多様性をフレディから教わった

本格的に聴くようになったのは高校時代だ。田舎の女子高だったが、出会った友人たちがみんなローラーズ以来の強烈な洋楽ファンで、クイーンも彼女たちに教えてもらって聴くようになった。

当時は高校生のお小遣いではそう頻繁にレコードを買えなかったので、誰かがLPを買えばカセットテープにダビングしてもらったり、FM番組を「エアチェック」(録音)したりして聴いていた。『Music Life』を愛読するようになり、東郷かおる子さんのクイーンへのインタビュー記事を読みまくった。

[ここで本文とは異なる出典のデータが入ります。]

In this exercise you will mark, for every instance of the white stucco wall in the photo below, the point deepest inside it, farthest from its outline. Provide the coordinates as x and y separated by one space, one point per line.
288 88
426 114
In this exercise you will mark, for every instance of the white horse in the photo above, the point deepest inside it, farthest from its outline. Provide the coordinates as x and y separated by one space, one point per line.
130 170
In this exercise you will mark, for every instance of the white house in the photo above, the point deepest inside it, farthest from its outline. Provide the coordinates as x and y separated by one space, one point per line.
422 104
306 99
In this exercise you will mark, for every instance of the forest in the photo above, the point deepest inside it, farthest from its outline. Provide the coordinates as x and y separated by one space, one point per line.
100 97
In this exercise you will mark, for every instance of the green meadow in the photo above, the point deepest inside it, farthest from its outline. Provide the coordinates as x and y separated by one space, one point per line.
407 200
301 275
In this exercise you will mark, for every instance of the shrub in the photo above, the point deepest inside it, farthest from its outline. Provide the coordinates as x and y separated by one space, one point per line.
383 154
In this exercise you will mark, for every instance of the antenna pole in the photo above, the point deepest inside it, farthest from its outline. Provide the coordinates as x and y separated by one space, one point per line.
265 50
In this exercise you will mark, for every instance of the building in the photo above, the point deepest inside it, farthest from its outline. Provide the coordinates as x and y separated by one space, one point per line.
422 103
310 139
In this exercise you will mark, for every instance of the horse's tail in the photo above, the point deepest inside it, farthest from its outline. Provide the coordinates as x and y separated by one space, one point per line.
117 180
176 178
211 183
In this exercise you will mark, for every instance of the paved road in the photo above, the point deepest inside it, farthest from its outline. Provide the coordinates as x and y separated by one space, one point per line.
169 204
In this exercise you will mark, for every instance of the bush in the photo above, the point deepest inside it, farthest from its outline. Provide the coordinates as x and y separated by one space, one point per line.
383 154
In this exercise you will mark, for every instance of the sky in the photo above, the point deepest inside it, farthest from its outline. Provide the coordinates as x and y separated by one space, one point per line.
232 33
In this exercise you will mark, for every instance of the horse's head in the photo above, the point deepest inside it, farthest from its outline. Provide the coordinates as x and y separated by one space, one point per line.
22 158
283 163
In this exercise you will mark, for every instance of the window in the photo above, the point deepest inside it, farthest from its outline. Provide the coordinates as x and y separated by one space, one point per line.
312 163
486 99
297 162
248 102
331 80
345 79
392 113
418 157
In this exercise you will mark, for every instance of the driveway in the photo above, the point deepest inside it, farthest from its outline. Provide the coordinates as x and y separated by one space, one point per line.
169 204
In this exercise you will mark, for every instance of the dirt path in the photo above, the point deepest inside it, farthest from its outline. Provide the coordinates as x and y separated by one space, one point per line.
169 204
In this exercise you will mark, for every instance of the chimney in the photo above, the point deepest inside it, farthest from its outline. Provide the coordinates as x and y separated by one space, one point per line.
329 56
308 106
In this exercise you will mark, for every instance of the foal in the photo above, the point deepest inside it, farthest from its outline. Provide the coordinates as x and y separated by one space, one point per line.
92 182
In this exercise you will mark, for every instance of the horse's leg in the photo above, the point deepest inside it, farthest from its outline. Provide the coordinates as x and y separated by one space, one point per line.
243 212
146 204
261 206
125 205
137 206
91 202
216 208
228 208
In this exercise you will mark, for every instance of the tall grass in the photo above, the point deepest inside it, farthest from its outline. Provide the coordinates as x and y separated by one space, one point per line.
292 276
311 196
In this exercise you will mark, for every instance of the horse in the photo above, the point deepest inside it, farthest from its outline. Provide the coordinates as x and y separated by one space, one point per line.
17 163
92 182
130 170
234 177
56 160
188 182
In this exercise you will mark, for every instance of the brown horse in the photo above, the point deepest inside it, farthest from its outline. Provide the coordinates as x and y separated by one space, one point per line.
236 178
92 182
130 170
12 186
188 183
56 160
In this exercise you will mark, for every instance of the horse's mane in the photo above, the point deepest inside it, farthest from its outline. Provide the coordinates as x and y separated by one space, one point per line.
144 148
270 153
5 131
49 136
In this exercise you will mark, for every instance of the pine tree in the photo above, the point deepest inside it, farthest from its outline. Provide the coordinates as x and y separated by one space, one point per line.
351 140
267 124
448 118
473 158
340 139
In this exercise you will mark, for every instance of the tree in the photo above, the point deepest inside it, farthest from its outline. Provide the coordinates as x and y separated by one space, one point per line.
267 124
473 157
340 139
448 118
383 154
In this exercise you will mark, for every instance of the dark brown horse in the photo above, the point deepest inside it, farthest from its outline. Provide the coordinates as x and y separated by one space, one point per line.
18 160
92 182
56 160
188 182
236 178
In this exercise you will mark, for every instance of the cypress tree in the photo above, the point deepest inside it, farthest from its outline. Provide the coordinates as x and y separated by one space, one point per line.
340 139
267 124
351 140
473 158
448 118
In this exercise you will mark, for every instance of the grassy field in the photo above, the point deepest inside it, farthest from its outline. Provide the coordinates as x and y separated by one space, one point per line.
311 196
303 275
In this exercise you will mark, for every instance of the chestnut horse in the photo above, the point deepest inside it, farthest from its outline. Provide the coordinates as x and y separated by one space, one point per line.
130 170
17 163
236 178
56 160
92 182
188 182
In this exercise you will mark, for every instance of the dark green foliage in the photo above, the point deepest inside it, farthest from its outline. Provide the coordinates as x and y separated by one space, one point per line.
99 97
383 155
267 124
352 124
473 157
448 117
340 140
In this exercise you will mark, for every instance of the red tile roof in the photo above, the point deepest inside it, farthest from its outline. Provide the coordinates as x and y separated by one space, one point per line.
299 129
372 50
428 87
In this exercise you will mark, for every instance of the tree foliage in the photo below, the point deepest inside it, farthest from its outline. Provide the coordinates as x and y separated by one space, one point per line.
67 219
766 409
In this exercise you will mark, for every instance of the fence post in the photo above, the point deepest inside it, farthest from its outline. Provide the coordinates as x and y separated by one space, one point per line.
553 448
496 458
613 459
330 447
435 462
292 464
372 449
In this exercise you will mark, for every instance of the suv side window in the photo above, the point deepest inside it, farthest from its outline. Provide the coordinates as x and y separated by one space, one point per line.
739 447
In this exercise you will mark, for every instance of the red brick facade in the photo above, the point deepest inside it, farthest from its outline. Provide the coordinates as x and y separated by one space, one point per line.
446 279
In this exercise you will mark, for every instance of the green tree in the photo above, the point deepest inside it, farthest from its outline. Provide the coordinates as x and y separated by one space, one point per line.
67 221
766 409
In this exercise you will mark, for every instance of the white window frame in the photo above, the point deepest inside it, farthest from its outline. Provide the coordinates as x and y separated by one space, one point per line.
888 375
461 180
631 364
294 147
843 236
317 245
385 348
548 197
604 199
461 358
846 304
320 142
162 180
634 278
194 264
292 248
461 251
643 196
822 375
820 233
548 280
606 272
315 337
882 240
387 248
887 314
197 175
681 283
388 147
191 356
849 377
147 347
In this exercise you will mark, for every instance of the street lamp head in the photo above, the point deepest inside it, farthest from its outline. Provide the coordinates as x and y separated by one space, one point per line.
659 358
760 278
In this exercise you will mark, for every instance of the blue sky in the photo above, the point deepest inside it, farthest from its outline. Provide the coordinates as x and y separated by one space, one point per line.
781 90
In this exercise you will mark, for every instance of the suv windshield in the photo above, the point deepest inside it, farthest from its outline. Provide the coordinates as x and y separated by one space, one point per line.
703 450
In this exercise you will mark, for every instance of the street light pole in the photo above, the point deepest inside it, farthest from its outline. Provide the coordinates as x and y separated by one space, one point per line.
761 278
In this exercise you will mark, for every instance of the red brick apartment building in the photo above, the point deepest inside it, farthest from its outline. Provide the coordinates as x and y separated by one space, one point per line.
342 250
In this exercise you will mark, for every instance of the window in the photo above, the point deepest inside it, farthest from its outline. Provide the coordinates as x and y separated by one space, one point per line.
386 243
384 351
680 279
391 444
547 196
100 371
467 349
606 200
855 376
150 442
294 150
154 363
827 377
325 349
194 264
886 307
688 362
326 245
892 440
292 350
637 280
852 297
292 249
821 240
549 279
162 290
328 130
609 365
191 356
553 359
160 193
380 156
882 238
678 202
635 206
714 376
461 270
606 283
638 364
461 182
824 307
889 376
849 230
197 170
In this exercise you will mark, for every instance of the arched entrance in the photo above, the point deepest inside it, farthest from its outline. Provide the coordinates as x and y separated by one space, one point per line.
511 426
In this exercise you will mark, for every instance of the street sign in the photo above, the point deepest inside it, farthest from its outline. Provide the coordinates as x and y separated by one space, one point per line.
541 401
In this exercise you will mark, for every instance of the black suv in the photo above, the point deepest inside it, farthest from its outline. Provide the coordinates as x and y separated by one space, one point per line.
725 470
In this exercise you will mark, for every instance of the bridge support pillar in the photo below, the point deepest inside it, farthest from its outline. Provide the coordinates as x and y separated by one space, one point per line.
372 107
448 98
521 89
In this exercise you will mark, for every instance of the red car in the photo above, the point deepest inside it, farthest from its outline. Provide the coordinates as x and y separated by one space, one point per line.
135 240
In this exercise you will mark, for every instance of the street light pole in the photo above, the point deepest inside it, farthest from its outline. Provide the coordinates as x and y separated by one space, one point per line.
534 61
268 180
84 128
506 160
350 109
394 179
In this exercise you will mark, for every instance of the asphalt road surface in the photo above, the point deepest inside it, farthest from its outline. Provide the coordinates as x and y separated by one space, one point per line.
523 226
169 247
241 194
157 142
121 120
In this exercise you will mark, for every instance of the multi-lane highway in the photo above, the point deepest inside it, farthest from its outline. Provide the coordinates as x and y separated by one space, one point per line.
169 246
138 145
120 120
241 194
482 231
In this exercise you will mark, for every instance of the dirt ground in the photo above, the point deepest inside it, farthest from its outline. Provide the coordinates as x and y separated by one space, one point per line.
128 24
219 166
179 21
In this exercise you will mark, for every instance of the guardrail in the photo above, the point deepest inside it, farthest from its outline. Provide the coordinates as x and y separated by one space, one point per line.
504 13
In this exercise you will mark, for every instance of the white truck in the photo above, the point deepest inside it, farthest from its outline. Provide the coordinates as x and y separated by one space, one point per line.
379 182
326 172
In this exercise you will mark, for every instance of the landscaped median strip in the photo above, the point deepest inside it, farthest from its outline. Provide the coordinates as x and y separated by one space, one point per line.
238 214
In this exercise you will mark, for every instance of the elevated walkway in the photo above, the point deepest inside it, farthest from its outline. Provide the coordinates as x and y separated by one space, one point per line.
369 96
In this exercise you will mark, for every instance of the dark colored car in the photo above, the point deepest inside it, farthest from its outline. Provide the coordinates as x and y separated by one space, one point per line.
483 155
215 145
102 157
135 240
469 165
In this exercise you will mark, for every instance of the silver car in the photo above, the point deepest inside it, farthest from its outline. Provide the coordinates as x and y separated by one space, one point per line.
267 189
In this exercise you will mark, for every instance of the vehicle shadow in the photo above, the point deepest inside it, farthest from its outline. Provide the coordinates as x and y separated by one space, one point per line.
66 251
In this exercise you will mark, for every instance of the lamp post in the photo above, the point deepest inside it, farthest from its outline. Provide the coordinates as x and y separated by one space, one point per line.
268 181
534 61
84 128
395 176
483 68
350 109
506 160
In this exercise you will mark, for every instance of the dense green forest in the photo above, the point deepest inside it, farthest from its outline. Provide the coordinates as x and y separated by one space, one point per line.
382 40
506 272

今のようにすぐに動画が見られる時代ではなかったので、東郷さんの書かれる文章を熟読することからクイーン一人ひとりのキャラクターを理解することしかできなかった。たとえばインタビューの主語を「俺」と訳すか「僕」や「私」と訳すかで、読者の受け取り方は随分違って来るはずで、メンバーの個性にあわせて主語からかえていたのだ。

そういう意味では、東郷さんらがクイーンの音楽はもちろん、メンバーの人となりを的確に伝えてくださったことが、私を含む日本中のファンのクイーン愛を育くんでくれたのだろう。

LGBTへの理解についてもそうだ。ゲイの人は音楽界や芸術の世界で珍しいことではないし、むしろその方がカッコイイ、当たり前だよね、みたいな感覚があった。女子高生にも全く抵抗がなかった。フレディの派手なパーティや「愛人」の話はいつもMusic Lifeで読んでいたが、いやだと感じたことが一度もない。

後に84年に発売されたアルバム「The works」に入っている「Break Free」は女装のPVで波紋を呼び、アメリカに御出入り禁止になったのは有名な話だが、私は当時からあのPVが大好きで、友人たちとも何度繰り返し観たかわからない。フレディがザンジバルからの移民であることも同じくMusic Lifeで読んだ。

どこで生まれようと、どんな人であろうと関係ない。素晴らしい音楽を私たちに与えてくれる人が好き、ただそれだけのことだ。多様性を認めることの大切さ。そのスタンスをクイーンから学んだ

そういえば、フレディはよくMusic Lifeのワースト・ドレッサー賞に輝いていたけれど、あのパッツンパッツンの市松模様タイツや、短パン1丁+首にタオルでステージに出られるのはこの世で(今はあの世でも出ているかもしれないが)フレディしかいない、ということをギャグにしつつも褒め称えていたのだろう。

個人的には70年代の白いヒラヒラのジュディ・オング風の袖が付いた服をフレディとブライアンが着ている姿がいちばん好きだ。70年代の長髪&ヒラヒラの王子様風のクイーンが今もいちばん美しいと思っている。